Indigenous artists, filmmakers, producers and actors will be showcased this summer in a four-part music and movies series at Father Hennepin Bluffs Park in Minneapolis. The series is hosted by the Minneapolis Park and Recreation Board, Migizi Communications and the First Nations Composer Initiative.

Musical performances will feature local artists Red Ponie, Blue Dog, Mitch Walking Elk, and Chase Manhattan. The series offers the opportunity to catch Indigenous films that have been shown at national and international film festivals, and been sold out at the Walker Art Center (Barking Water).

The last evening in the series features the next generation of filmmakers with several student-produced short films from youth media programs such as In Progress and Migizi Communications, as well as Magic Wands, a new pioneering Ojibwe language film from Minneapolis filmmaker Elizabeth Day.

The music and movie series will take place on the banks of the Mississippi River and highlight the St. Anthony Falls area which was and is sacred to the Dakota. The Dakota had a variety of names for St. Anthony Falls including “O-Wa-Mni” (whirlpool) or “Ha-Ha Tanka” (waterfall). When Father Louis Hennepin saw the falls in 1680 he renamed them in honor of his patron saint,

Anthony of Padua. The falls is the only water fall on the entire length of the Mississippi River and served as the catalyst for the development of Minneapolis.
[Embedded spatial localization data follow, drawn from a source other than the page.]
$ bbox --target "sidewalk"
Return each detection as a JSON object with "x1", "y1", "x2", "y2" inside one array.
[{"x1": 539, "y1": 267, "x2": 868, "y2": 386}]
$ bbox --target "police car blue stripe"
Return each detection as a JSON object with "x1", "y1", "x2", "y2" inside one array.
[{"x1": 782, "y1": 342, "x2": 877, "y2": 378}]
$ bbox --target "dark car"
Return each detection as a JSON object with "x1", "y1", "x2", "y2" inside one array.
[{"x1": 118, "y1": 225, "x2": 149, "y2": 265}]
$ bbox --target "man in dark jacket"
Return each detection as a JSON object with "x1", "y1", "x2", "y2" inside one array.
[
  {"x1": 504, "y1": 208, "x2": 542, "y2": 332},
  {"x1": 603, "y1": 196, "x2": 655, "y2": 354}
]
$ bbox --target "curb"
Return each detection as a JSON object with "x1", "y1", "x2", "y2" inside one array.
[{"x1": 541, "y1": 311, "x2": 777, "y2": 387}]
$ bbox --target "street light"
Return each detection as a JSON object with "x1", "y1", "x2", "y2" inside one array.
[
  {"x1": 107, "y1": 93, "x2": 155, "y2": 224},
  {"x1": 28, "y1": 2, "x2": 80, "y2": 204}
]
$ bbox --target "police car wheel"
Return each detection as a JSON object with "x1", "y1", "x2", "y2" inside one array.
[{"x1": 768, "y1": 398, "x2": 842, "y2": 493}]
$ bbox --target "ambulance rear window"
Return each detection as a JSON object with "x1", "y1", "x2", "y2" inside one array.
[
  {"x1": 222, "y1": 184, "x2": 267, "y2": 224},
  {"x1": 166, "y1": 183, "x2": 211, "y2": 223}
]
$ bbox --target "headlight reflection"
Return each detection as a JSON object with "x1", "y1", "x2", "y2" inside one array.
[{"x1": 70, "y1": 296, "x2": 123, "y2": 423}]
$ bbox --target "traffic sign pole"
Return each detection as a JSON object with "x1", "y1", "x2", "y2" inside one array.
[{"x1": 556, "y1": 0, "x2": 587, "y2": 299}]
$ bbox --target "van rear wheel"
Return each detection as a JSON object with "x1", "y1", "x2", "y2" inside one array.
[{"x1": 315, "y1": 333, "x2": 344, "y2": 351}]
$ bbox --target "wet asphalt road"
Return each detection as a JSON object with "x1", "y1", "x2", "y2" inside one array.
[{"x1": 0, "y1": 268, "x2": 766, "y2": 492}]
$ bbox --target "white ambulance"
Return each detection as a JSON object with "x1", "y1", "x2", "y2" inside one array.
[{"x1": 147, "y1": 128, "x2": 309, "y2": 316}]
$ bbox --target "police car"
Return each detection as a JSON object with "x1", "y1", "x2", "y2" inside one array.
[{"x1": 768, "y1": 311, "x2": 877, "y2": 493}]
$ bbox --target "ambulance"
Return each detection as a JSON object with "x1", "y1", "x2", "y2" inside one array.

Bring a lawn chair or blanket and take in the view of Minneapolis’ downtown skyline as you enjoy Indigenous Music and Movies at Father Hennepin Bluffs Park. Concerts begin at 7 p.m.; movies begin at dusk

Thursday, July 22
Red Ponie – Guitar-driven, powerful vocals and a rhythm band bring an intense, almost spiritual energy to the stage.

Movie: Reel Injun (85 minutes) – An entertaining and insightful look at the Hollywood Indian, exploring the portrayal of North American Natives through the history of cinema. Traveling through the heartland of America, Cree filmmaker Neil Diamond looks at how the myth of “the Injun” has influenced the world’s understanding – and misunderstanding – of Natives. Real Injun was an official selection at the 2009 Toronto International Film Festival.

Thursday, July 29
Blue Dog – An original blues-rock band based in the Twin Cities area since 2003.
Movie: Barking Water (80 minutes) – Before Oklahoma was a red state, it was known as the Land of the Red People, described by the Choctaw phrase Okla Humma. In his sophomore film, Sterlin Harjo takes viewers on a road trip through his own personal Oklahoma, which includes an eclectic mix of humanity. It was an official selection of the 2009 Sundance Film Festival, and awarded Best Film and Best Actress at the American Indian Film Festival San Francisco.

Thursday, Aug. 5
Mitch Walking Elk – A folk singer with an equal love of the blues.
Movie: Kissed by Lightning (90 minutes) – The feature film and directorial debut of celebrated Mohawk filmmaker and visual artist, Shelley Niro (The Shirt, Honey Moccasin) tells the story of a Mohawk painter who keeps the memory of her dead husband alive through the recreation of stories he would tell her. It was awarded Best Indigenous Film at the 2009 Santa Fe Film Festival

Thursday, Aug. 12
Chase Manhattan – A local Hip Hop artist winning national acclaim and awards.
Movies: Discover and support the work of the next generation of filmmakers, producers and actors. This evening features eight shorts produced by Native American youth and emerging filmmakers. Films include winner and runner-up in the best documentary category of this year’s .edu film festival, Life in the Seventh Prophecy, made by students from the Bois Forte Reservation through the award-winning youth media organization In Progress; as well as New Circle, a short documentary about the history and scope of Native American art, produced by youth from Migizi Communications’ Summer Media Institute. Also screened will be Magic Wands, a film in the Ojibwe language made by local Ojibwe filmmaker Elizabeth Day.
Father Hennepin Bluffs Park is located on the east bank of the Mississippi River at 420 Main St. SE. Bike racks are located in the park. Metro Transit bus line #6 comes within two blocks of the park. Parking is available at meters along Main Street, local parking lots and city streets east of the park.